Another angle to ponder on this topic will be around the WAN acceleration/optimization vendors…but again, for another day.

Apr 17 2008   9:58PM GMT

Performance and Availability Management vs. Analytics - Part 1 of ?



Posted by: Ryan Shopp
Network monitoring, Performance management, BMC, NetIQ, Alcatel-Lucent, NetScout, Analytics, CA, Systems monitoring, Application monitoring, SolarWinds, InfoVista, IBM Tivoli, HP Software, Quest Software, Netuitive, Integrien, NetQoS, Compuware, Fluke Networks, Network Instruments, Opnet, Entuity, Brix Networks, Keynote, Gomez, Xangati, Apparent Networks, Packet Design, Groundwork, Hyperic, Nagios, OpenNMS, ZenOSS, Firescope, Indicative, DCAB, eg innovations, cittio, nimsoft

I’ve had an opportunity to be briefed over the past couple months by a number of current Data Center Automation Blueprint’s Performance & Availability vendors (e.g., CITTIO, eG Innovations, InfoVista, Integrien, Nimsoft).  With that and some further research I think I’m ready to take another pass at this area of the blueprint.

First up, all these vendors use a variety of techniques to collect a variety of data from as many points of view as possible.

  • Their own server agents that collect data about systems, services, applications, databases, etc and then aggregate back to a centralized console
  • Agent-less centralized consoles that leverage infrastructure standard communications protocols (e.g., SNMP, RPC, ODBC, WMI, SSH, TCP, UDP, HTTP) to query or connect remotely to collect data from networks, systems, services, applications, databases, etc.
  • Passive traffic flow collectors (which can be an agents or appliance) that are either in-line with the traffic flows or receive an exact copy of all traffic flows traversing a network connection (e.g., switch port uplink) through hardware vendor capabilities (e.g., spanning)

These data collection points can be statistics about a specific IT infrastructure resource ; physical devices, virtual devices, physical connections, virtual connections or resources running on physical or virtual devices like services, processes, applications, databases, etc.

Or the data collection points can be traffic flows or end-to-end specifics including passive traffic flows, synthetic transactions or even as simple as a pinging from remote points.

Metrics that are captured, typically revolve around throughput, errors, utilization, latency, up/down status, etc. (there are way to many to mention here).

After saying all this, there is a list a mile long of vendors (a number already noted on the DCAB) that capture these predominately time-series oriented data points about performance, capacity, availability using any/all these methods or vantage points (I know, passive traffic flows are not time-series data but patterns/usage/performance etc can be determined from them).

So, with all that data, what most these vendors offer are two primary types of functionality; 1) a variety graphical reports and 2)metric thresholding capabilities that produce a list of outstanding issues/alerts/alarms/events/concerns (whatever you want to call them).

Ok, so why did I organize and point all this out.

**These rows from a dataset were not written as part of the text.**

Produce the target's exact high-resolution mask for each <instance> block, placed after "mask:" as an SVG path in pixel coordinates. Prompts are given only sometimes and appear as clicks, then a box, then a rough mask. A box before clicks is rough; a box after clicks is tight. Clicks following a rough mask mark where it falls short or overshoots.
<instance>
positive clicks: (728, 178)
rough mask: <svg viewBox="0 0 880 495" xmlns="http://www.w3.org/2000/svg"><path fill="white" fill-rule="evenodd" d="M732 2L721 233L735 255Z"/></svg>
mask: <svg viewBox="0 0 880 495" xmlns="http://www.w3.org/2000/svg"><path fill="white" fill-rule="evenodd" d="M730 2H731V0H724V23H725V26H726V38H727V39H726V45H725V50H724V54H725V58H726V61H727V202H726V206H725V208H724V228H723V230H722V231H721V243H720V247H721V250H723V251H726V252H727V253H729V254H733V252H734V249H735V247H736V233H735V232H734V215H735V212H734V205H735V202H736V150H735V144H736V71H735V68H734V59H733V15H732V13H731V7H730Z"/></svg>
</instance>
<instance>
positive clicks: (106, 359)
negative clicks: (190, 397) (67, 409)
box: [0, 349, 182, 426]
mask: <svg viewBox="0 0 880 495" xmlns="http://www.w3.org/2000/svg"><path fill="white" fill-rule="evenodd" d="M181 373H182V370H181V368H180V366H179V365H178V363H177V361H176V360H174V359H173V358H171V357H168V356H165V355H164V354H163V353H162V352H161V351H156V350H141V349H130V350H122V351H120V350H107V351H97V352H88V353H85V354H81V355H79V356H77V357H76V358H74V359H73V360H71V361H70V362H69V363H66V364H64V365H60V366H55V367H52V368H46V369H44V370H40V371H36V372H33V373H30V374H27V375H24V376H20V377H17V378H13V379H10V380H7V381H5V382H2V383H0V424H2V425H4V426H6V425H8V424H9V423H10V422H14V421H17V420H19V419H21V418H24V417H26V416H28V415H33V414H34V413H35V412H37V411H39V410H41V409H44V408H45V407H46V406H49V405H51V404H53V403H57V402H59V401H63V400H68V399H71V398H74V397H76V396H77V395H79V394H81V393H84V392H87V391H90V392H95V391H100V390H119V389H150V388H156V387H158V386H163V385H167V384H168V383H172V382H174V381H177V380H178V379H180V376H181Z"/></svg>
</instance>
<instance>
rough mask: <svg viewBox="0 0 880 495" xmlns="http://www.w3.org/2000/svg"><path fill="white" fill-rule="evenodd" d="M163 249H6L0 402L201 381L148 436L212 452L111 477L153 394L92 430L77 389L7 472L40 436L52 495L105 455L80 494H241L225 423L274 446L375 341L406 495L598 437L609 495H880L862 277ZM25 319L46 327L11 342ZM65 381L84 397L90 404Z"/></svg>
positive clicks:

So I can draw a line around where most of the innovation from my perspective is occurring. The above is for the most part in my eyes a commodity these days. Most companies have had collection/reporting/thresholding capabilities spanning multiple technology silos since pretty close to the start of the enterprise networking. The reports continue to get fancier, the number of data sources a single product collects from continues to expand, etc.  Another sign of commoditization is related to the variety of economic business models offering these products; open source, managed service providers, internet distributed products, appliances deployment models and indirect sales forces, large enterprise direct sales force, completely flexible frameworks for service providers to basically “build their own,” etc.

For the most part where the majority of technical innovation is occurring these days is the next layer above this data collection, reporting and alerting. Now let me say this, yes…there is some great innovation still occurring in the data collection realm (e.g., Xangati offering real-time Netflow down to a user level, PacketDesign monitoring routing messages, NetQoS leveraging advanced TCP/IP theory to analyze where end-to-end bottlenecks are occurring). But, for the most part these new data sources are being used to augment or replace currently deployed data sources in an attempt to see things from either as many vantage points or the best vantage points to avoid surprises within their unique enterprise IT environment.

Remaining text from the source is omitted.